How fast do you need to travel to go 35 light-years in 2 (apparent) years?

Question

Time slows the faster you go, so perhaps going 35 light-years in "2 years" is actually do-able, but how fast would you actually be going? If

$$t' = \frac{t}{\sqrt{1-\frac{v^2}{c^2}}}\\ $$

If we say $t' = 2 \text{ years}$, and $x = 35\text{ light-years}$ (and $t = x/v$), it's fairly basic to get to

$$\left(\frac{x}{t'}\right)^2 = {v^2\left(1-\frac{v^2}{c^2}\right)} = v^2-\frac{v^4}{c^2}$$

However, time has worn on my math to such a degree that I'm now miffed. I can't figure out how to get an equation in terms of $v$.

Answer 1

A nice easy-to-remember way to do this calculation is to remember that the proper time (i.e. the time you'd experience on the journey) is calculated like Pythagoras' theorem, only with a minus sign instead of a plus sign. You can picture it like this:

A slight caveat is that the units must be such that $c=1$, but since we're using years and light years, this is indeed the case.

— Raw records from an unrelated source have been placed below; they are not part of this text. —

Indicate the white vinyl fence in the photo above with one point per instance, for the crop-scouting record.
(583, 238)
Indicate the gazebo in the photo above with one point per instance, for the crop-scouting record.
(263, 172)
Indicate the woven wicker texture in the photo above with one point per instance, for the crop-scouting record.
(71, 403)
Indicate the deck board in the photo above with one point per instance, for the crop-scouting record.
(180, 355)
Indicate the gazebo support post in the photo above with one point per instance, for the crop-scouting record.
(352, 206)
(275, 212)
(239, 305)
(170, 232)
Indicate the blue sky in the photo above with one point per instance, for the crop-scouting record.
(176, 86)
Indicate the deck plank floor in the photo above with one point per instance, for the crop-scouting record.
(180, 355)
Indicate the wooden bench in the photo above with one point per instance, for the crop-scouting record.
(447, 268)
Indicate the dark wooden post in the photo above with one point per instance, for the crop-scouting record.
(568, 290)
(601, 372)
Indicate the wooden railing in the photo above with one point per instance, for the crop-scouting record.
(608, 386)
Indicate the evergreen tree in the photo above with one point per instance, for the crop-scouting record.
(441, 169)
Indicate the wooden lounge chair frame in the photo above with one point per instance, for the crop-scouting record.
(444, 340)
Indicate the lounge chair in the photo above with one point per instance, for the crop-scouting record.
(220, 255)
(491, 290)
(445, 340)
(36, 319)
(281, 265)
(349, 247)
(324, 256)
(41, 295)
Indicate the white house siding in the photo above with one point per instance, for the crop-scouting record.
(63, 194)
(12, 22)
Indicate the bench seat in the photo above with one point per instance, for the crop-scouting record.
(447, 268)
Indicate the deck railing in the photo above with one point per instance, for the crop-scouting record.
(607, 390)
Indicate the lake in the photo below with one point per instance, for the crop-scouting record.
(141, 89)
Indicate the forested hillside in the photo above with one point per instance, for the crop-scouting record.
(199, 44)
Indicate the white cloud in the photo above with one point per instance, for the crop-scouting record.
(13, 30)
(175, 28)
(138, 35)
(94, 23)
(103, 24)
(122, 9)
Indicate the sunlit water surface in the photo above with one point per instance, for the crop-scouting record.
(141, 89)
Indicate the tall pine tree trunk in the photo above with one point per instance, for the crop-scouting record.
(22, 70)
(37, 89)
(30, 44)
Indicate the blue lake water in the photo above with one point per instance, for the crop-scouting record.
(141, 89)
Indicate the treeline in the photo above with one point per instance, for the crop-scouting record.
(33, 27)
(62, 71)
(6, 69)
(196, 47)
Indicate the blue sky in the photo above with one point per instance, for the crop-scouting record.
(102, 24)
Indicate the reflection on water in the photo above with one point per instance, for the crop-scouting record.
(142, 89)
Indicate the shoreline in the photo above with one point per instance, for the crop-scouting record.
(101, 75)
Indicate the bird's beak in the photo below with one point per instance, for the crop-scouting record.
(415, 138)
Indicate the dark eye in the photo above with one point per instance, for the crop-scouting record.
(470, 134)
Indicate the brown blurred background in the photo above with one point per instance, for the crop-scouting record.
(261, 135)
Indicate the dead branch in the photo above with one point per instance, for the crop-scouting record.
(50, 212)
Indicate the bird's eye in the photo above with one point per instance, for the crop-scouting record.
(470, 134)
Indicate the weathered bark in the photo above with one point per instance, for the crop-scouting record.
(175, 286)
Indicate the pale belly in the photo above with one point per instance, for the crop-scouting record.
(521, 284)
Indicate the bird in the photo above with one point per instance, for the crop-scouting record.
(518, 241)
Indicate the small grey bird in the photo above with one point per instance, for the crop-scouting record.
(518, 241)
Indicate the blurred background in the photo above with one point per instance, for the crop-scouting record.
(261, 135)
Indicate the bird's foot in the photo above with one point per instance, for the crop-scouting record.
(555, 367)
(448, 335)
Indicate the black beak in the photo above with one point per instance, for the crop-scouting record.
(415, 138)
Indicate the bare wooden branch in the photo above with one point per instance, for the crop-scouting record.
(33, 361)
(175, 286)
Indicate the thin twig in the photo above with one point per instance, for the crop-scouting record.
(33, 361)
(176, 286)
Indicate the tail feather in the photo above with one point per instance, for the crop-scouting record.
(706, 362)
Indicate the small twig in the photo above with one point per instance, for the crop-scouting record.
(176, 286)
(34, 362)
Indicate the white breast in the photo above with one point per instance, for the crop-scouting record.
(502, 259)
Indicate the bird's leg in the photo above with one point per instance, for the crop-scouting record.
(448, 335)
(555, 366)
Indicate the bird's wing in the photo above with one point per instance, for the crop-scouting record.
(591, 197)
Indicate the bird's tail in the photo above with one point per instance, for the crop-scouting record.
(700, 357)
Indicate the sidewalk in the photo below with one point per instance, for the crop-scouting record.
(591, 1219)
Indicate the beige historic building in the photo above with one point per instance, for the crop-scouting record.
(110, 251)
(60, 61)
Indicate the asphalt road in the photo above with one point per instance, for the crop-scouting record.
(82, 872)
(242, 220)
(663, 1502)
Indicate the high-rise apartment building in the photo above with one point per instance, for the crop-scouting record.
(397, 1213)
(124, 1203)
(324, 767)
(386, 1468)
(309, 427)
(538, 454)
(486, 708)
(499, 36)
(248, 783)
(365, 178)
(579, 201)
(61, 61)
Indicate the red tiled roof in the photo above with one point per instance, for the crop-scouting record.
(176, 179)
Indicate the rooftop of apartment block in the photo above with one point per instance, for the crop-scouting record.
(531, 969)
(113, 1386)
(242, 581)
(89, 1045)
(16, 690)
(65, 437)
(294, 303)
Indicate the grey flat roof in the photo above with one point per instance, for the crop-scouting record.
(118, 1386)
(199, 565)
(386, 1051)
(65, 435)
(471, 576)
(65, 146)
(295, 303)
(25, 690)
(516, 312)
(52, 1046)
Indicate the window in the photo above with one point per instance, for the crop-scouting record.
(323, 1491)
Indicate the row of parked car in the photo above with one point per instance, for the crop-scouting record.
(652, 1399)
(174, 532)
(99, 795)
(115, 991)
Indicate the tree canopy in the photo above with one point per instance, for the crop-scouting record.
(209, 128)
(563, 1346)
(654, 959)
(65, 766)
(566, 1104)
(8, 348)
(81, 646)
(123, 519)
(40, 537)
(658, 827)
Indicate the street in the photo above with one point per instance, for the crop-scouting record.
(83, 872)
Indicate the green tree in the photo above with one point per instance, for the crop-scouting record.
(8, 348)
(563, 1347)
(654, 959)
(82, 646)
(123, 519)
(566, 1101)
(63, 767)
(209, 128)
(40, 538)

So we have that $\tau = \sqrt{\Delta t^2 - 35^2} = 2$, and solving this for $\Delta t$ gives $\Delta t^2 = 35^2 + 2^2$ or $\Delta t \approx 35.057$, which is the time the journey takes in Earth's reference frame. The speed in this reference frame can be calculated in the usual way, by doing $\Delta x / \Delta t$, which in this case gives us $0.99837c$.

Answer 2

With the correct formula noted by Rahul; it's much simpler.

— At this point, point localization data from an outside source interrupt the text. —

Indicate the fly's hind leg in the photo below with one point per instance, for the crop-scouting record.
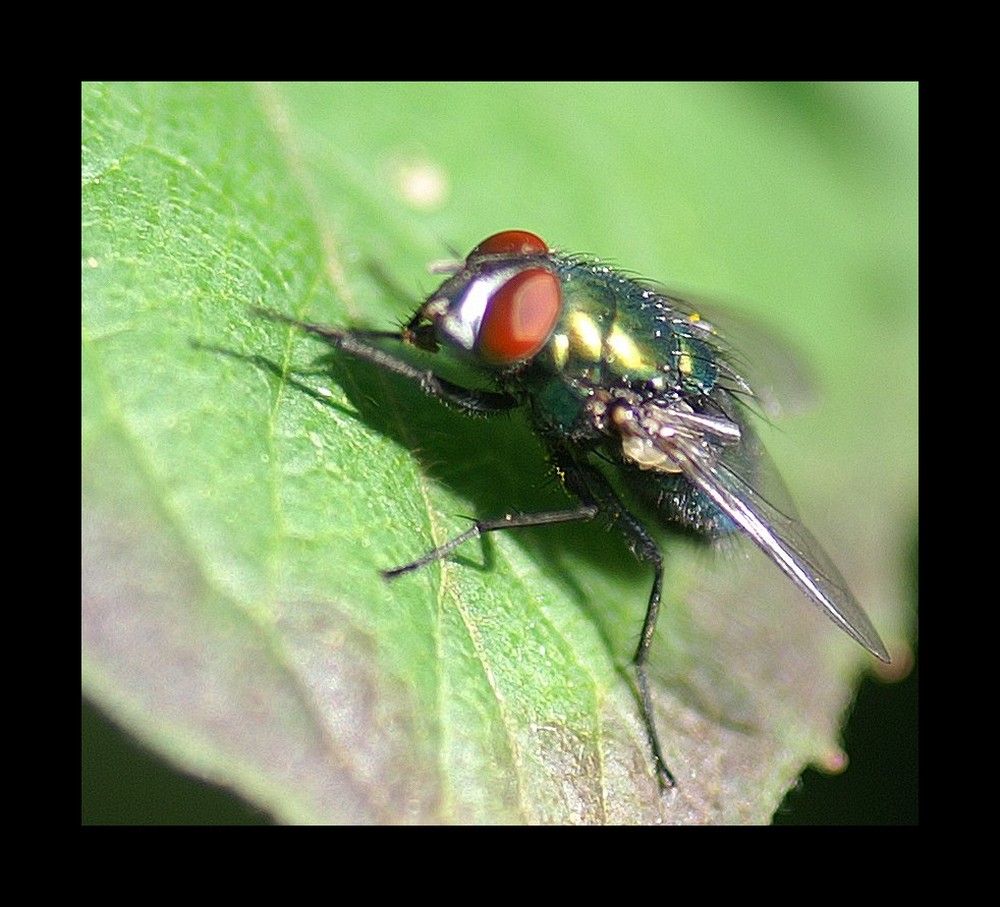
(593, 489)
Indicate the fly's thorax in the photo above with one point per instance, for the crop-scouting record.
(613, 331)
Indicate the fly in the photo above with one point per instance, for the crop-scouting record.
(613, 370)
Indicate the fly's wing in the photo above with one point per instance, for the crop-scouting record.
(724, 460)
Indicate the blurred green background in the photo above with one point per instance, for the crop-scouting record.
(793, 203)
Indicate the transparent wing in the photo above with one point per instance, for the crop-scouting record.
(724, 460)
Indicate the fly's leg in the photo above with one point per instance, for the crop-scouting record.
(507, 521)
(592, 488)
(471, 401)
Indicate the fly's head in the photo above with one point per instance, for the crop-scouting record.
(499, 309)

$$t'=t\sqrt{1-\frac{v^2}{c^2}}=\frac{x}{v}\sqrt{1-\frac{v^2}{c^2}}\\ \frac{t'}{x} = \sqrt{\frac{1}{v^2}\left(1-\frac{v^2}{c^2}\right)} = \sqrt{\frac{1}{v^2}-\frac{1}{c^2}}\\ \frac{1}{v^2} = \left(\frac{t'}{x}\right)^2+\frac{1}{c^2}\\ v = \left(\left(\frac{t'}{x}\right)^2+\frac{1}{c^2}\right)^{-\frac{1}{2}}$$

Plugging in numbers, we get 0.998 371c.

Answer 3

For future reference, if you really wanted to solve the original (incorrect) equation $$u^2 = v^2 - v^4/c^2,$$ where I've replaced $x/t'$ with $u$ for convenience, you could let $w = v^2$ and get a quadratic equation in $w$, $$-\frac1{c^2} w^2 + w - u^2 = 0,$$ to which you can apply the quadratic formula $$w = \frac{-1\pm\sqrt{1^2 - 4u^2/c^2}}{-2/c^2}$$ and then take square roots to get back the solution(s) for $v$. It doesn't work with the numbers you have, though; with the incorrect formula, perceived time increases with speed, and you want to find the speed that decreases the time, so there are no real solutions.